SPRs are thought to develop and become entrenched during early stages of language development. Thus, bilinguals who learn both languages in early childhood should in theory develop SPRs for each of their languages. However, there is very little research on how early bilinguals develop SPRs. Many early bilinguals in the U.S. learn one language primarily at home (often called the “heritage language”) and another in school and the broader society. Bilinguals are often imbalanced in their proficiency in each language due to differences in how often and in which contexts they use them. It is common for early bilinguals to develop higher proficiency in the heritage language in their first few years but then to switch their language dominance to the societal language within a few years of starting school, where the societal language is typically the only one supported (Birdsong, 2014). One question guiding our research is whether early bilinguals use L1 or L2 SPRs during speech categorization in an unfamiliar language? In this study, we focused on early Spanish–English bilinguals who grew up in a primarily Spanish-speaking home environment but who were more dominant in English at the time of testing. Thus, we sought to determine whether these Spanish–English bilinguals would rely on English SPRs to distinguish durational contrasts in an unfamiliar language (Japanese) or whether they would rely more on Spanish SPRs, despite their switched language dominance. Hisagi (2022a) found that early bilinguals performed similarly to monolingual English listeners on nine out of ten auditory tests in English, including tests of spectro-temporal pattern processing and speech intelligibility and comprehension in quiet and in noise, with the only group difference appearing for speech comprehension in noise. This suggests that the early age of L2 acquisition supports the development of native-like SPRs in the L2, particularly among early bilinguals with witched dominance. Additional evidence has shown that L1 SPRs may not be maintained in adulthood in the context of switched language dominance (von Hapsburg , 2004; Weiss and Dempsey, 2008), suggesting that L2 SPRs have become dominant.
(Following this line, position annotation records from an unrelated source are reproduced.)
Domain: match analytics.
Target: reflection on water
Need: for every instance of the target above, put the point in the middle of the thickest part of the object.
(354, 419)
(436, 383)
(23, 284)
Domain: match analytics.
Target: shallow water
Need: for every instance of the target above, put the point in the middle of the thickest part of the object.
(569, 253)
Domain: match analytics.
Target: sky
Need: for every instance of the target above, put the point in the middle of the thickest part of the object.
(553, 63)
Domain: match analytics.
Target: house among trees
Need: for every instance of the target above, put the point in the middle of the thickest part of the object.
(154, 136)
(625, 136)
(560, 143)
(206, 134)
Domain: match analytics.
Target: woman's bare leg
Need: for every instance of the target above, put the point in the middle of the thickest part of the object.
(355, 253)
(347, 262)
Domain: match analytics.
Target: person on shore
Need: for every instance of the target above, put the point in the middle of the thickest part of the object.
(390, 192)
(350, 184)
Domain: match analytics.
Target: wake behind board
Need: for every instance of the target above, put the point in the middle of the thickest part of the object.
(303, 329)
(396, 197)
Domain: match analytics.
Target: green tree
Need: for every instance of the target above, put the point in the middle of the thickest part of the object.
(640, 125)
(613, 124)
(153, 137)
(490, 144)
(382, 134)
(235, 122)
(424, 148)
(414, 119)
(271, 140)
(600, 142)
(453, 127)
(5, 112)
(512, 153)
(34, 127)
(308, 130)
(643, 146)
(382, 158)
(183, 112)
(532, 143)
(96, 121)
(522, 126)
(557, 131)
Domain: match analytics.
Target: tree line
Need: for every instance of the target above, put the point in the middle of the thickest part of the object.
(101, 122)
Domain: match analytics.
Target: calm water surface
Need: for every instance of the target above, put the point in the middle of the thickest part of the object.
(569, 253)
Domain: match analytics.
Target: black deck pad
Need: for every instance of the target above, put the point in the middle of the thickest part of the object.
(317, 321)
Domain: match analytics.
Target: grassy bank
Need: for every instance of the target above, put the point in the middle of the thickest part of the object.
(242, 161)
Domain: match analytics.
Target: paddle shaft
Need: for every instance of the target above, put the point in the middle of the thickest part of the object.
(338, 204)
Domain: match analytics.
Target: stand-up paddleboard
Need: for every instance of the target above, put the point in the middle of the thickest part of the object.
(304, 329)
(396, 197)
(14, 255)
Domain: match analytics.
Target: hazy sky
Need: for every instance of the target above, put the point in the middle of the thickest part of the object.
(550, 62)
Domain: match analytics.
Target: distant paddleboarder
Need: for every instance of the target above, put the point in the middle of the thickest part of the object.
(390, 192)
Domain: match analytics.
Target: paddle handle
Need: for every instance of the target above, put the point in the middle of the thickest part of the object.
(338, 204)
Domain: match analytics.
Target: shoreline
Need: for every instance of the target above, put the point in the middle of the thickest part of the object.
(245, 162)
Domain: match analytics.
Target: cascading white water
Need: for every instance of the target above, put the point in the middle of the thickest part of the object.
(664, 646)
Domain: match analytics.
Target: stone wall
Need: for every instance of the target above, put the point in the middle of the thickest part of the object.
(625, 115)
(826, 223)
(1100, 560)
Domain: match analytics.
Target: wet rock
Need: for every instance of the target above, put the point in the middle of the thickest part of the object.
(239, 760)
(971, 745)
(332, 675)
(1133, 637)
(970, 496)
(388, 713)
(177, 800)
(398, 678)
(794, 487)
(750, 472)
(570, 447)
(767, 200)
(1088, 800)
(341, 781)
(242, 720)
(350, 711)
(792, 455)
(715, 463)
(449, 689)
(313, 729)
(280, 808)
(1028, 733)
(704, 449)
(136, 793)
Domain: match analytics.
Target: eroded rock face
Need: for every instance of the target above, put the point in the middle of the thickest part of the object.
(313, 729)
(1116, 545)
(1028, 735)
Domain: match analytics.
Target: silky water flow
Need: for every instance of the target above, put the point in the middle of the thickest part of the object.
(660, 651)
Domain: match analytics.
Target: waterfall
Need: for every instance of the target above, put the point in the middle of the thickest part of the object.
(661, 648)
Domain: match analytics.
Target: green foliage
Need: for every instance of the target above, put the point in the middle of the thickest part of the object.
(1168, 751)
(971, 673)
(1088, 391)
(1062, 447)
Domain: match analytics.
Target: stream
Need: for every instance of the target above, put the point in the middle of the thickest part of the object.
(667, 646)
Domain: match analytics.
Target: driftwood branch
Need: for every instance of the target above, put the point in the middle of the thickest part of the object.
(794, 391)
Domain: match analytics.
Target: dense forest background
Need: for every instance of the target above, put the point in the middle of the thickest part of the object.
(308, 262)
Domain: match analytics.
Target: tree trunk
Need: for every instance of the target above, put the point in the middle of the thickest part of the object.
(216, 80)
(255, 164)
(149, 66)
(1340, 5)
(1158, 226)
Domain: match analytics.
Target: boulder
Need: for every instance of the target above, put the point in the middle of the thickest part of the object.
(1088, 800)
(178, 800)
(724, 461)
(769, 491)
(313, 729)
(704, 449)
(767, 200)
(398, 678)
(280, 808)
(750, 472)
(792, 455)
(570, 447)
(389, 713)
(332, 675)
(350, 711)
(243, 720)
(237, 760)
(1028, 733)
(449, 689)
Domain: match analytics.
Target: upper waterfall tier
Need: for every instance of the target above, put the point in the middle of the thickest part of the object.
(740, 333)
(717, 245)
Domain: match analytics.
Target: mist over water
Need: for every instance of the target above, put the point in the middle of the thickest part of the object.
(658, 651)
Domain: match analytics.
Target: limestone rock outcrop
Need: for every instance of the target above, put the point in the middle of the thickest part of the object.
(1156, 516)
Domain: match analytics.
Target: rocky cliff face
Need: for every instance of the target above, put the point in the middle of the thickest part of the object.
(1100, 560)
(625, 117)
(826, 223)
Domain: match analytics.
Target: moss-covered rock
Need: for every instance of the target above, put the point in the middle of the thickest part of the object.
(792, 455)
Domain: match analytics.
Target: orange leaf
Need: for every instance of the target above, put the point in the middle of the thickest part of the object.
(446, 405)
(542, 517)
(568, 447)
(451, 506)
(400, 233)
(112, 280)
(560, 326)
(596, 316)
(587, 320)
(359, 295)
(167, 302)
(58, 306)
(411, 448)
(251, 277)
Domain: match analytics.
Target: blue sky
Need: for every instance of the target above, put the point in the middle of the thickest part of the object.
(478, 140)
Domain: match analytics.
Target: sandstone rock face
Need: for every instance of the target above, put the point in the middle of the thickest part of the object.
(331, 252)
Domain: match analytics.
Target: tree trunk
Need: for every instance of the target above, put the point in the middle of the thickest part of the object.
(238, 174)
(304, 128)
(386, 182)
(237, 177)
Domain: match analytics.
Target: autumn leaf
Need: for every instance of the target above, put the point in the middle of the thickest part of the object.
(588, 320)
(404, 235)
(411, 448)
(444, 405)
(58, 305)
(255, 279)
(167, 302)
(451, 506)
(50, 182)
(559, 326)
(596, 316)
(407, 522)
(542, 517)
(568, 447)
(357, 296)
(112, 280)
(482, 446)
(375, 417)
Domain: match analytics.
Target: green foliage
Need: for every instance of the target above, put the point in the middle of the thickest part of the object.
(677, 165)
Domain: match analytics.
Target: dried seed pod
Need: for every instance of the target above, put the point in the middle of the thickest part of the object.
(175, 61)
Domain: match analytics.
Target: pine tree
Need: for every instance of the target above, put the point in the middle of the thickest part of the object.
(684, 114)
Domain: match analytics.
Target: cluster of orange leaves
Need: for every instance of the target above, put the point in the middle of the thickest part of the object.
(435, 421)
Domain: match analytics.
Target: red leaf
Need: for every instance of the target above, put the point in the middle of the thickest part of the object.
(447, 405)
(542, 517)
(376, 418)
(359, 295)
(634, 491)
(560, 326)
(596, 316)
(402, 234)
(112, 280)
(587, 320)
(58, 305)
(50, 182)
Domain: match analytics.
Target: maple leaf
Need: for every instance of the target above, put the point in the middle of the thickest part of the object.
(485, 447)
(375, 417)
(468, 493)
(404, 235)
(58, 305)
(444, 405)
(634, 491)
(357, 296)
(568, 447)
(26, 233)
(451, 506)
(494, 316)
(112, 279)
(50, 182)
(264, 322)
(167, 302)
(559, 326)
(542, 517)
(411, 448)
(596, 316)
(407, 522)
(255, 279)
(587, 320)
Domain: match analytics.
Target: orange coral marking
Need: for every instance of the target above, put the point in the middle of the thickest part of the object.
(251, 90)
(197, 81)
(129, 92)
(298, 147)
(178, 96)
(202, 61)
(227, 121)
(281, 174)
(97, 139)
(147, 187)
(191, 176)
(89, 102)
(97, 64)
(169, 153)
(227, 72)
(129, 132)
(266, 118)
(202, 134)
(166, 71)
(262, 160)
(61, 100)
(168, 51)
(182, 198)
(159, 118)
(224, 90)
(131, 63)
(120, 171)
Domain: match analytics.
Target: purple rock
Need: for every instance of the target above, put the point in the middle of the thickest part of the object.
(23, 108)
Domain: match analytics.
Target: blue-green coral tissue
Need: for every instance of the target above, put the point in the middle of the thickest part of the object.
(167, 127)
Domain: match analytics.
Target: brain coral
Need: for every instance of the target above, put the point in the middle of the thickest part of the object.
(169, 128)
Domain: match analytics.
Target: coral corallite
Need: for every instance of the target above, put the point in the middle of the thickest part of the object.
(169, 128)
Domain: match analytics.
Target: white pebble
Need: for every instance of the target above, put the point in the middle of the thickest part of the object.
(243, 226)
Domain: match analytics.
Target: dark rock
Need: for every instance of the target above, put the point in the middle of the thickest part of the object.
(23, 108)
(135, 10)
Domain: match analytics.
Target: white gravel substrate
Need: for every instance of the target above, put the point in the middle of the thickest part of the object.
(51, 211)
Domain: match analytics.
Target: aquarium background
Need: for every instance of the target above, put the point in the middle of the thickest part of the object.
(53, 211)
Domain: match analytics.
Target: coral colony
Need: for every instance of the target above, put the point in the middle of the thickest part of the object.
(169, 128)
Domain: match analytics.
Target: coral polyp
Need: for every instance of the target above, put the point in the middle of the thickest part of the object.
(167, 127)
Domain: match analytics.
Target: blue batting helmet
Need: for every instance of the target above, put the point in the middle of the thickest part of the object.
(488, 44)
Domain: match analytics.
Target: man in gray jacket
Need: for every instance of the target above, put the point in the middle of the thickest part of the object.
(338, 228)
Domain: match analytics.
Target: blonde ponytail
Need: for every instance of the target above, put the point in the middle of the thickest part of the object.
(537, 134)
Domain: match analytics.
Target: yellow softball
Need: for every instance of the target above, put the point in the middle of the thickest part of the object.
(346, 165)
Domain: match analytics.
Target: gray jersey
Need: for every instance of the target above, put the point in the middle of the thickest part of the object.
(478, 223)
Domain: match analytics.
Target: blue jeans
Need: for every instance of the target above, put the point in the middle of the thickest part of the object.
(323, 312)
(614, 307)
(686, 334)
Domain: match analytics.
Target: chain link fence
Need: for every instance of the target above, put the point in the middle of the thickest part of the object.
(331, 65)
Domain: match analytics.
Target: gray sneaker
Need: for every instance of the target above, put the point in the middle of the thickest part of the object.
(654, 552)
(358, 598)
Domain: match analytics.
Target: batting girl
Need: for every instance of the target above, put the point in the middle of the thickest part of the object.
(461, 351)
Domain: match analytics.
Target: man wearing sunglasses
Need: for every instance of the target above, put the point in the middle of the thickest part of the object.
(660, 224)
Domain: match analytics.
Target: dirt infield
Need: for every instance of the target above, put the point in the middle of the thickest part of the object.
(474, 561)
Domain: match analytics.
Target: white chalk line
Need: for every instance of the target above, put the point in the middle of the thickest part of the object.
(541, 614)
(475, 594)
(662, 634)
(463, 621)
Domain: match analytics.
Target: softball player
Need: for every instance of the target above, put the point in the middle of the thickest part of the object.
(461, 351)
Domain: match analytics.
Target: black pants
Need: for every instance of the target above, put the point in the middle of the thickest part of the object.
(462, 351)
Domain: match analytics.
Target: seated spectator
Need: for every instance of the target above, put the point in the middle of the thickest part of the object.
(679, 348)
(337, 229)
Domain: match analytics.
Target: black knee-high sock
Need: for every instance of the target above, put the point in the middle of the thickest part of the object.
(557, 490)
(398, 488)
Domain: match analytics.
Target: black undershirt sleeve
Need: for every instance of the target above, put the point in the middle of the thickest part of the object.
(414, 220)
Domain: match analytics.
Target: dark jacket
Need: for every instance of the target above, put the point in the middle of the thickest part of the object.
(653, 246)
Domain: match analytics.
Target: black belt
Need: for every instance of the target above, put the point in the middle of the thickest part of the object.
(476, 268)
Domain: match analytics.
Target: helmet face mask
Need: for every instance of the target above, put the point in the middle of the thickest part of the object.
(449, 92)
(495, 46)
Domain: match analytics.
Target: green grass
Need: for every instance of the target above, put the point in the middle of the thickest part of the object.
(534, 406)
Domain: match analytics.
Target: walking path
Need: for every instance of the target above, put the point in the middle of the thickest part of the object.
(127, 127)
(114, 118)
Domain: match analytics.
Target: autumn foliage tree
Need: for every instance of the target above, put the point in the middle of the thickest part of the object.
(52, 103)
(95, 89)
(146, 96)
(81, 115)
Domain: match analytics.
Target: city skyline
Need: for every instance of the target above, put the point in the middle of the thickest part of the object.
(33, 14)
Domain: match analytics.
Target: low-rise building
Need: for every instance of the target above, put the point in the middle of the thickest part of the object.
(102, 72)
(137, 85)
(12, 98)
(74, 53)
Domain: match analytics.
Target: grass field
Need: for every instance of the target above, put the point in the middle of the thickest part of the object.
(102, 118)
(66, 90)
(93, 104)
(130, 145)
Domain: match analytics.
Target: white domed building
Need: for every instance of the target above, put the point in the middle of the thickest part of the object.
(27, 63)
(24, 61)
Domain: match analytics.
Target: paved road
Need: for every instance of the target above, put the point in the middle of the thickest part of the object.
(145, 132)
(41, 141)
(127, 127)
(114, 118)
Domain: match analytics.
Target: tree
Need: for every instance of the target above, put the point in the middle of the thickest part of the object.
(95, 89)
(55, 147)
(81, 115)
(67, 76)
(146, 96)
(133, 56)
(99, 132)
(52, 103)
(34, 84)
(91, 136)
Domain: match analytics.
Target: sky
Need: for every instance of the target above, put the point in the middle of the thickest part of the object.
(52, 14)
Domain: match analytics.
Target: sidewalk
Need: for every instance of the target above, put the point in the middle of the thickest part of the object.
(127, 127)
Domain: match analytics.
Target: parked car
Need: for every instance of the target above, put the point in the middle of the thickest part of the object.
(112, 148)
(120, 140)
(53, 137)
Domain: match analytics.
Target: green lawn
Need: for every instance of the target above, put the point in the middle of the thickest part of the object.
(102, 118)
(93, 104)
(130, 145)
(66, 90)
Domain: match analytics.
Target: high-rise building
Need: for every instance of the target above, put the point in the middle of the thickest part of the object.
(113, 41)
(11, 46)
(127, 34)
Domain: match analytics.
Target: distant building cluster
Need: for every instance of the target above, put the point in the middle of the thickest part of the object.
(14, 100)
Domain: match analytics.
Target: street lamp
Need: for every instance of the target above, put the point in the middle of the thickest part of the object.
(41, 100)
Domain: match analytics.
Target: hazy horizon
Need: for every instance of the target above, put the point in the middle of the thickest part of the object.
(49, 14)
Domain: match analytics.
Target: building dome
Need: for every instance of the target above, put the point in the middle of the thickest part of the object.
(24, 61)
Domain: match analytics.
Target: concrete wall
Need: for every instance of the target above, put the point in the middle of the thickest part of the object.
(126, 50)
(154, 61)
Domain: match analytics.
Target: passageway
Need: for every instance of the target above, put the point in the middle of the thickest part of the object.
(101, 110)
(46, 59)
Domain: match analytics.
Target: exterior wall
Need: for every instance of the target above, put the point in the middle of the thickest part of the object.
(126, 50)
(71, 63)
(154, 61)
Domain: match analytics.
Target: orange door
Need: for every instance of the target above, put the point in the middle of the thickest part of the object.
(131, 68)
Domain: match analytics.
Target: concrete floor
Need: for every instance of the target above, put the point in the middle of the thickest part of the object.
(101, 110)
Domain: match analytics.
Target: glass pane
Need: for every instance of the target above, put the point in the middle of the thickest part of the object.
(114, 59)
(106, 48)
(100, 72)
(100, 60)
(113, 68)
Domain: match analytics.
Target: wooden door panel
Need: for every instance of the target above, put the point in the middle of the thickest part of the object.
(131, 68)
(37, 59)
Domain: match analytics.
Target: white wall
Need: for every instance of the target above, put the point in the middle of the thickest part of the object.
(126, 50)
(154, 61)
The current study examined whether early bilinguals with switched dominance rely more on their L1 (first-learned) or their L2 (second-learned) SPRs when processing novel speech sounds at different speech rates. If early Spanish–English bilinguals rely on L2 SPRs (English, their dominant language), this would give them an advantage in processing temporal contrasts since English also uses duration as an acoustic-phonetic cue. If, however, they rely on L1 SPRs (Spanish, their first-learned language), they may not be sensitive to temporal cues. Furthermore, as suggested by Garcia Lecumberri (2010), bilinguals may resort to more automatic L1 SPRs in non-ideal listening conditions. Thus, we may see that bilinguals rely on L2 SPRs in the easier listening condition(s) and L1 SPRs in the more difficult listening condition(s). Bilinguals were only tested in English (their L2 and current dominant language), and their performance was compared to a group of American English monolinguals and a group of Japanese controls. We also compared these groups on whether they showed an adaption or counter-adaptation approach to durational perception.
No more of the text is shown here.